Cependant, de nombreux chauffeurs de Douala, Yaoundé et Bafoussam brossent un tableau différent. Ils affirment que l'activité est en forte baisse. À Bafoussam, plusieurs véhicules qui étaient auparavant affiliés à Yango ont disparu de la plateforme. À Yaoundé et Douala, le phénomène est encore plus visible. Un chauffeur de Douala a déclaré qu'il pouvait rester des heures sans course et qu'il avait quitté Yango pour reprendre le taxi de ville, car ce n'était plus rentable. Un chauffeur de Yaoundé a confirmé que l'activité était en baisse et que de nombreux chauffeurs avaient abandonné, ceux qui restaient n'ayant pas d'autre choix.

Dans plusieurs quartiers, on constate que les véhicules qui étaient autrefois identifiés comme Yango se transforment progressivement. Peints en jaune, ils rejoignent les taxis traditionnels, ce qui témoigne d'un désengagement massif des chauffeurs. D'autres préfèrent faire la « ligne » entre deux villes, ce qui est considéré comme plus stable financièrement.

Certains observateurs suggèrent que ces cérémonies et récompenses répétées sont une tentative de redorer une image ternie. En mettant en avant quelques réussites et des gains ponctuels, Yango cherche à maintenir l'attractivité de sa plateforme, alors que le nombre de chauffeurs actifs semble diminuer.

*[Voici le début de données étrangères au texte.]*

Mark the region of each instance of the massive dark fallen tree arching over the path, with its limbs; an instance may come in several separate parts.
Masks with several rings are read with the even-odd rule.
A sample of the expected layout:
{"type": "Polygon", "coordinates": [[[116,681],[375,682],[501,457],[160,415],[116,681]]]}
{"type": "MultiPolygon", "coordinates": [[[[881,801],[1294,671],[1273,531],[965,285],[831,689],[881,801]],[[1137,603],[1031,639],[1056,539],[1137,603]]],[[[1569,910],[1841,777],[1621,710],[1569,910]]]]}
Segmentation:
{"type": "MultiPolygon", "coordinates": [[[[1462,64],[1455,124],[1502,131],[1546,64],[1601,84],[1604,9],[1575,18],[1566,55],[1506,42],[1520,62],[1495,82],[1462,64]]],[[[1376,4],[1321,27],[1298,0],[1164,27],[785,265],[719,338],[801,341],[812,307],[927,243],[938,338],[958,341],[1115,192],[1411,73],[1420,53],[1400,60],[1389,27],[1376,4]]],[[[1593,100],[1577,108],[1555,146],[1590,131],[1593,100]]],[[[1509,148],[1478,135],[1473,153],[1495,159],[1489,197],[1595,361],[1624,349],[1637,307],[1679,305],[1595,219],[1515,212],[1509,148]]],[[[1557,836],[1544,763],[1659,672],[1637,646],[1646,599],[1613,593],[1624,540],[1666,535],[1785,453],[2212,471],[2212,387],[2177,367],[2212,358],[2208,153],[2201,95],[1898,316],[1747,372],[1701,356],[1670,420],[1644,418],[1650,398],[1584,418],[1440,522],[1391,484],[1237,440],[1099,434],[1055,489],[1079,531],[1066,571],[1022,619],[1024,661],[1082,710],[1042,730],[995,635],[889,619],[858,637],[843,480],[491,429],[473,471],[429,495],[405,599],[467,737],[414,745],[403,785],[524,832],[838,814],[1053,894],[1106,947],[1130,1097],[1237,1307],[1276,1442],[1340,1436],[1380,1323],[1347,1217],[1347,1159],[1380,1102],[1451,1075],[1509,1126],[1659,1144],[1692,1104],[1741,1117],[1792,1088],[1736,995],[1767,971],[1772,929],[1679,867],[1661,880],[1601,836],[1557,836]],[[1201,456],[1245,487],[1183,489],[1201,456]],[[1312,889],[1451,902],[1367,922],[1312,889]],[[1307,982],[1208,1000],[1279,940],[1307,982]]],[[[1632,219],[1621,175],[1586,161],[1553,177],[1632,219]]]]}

Bien que l'initiative du 22 mars 2026 ait fait des heureux, elle ne parvient pas à masquer la tendance sous-jacente : le modèle Yango perd de son attrait au Cameroun. La baisse du nombre de courses, les revenus jugés insuffisants et les conversions massives conduisent de nombreux conducteurs à tourner la page. La concurrence d'autres applications de covoiturage telles que Gozem et OnGo pourrait également jouer un rôle dans cette baisse.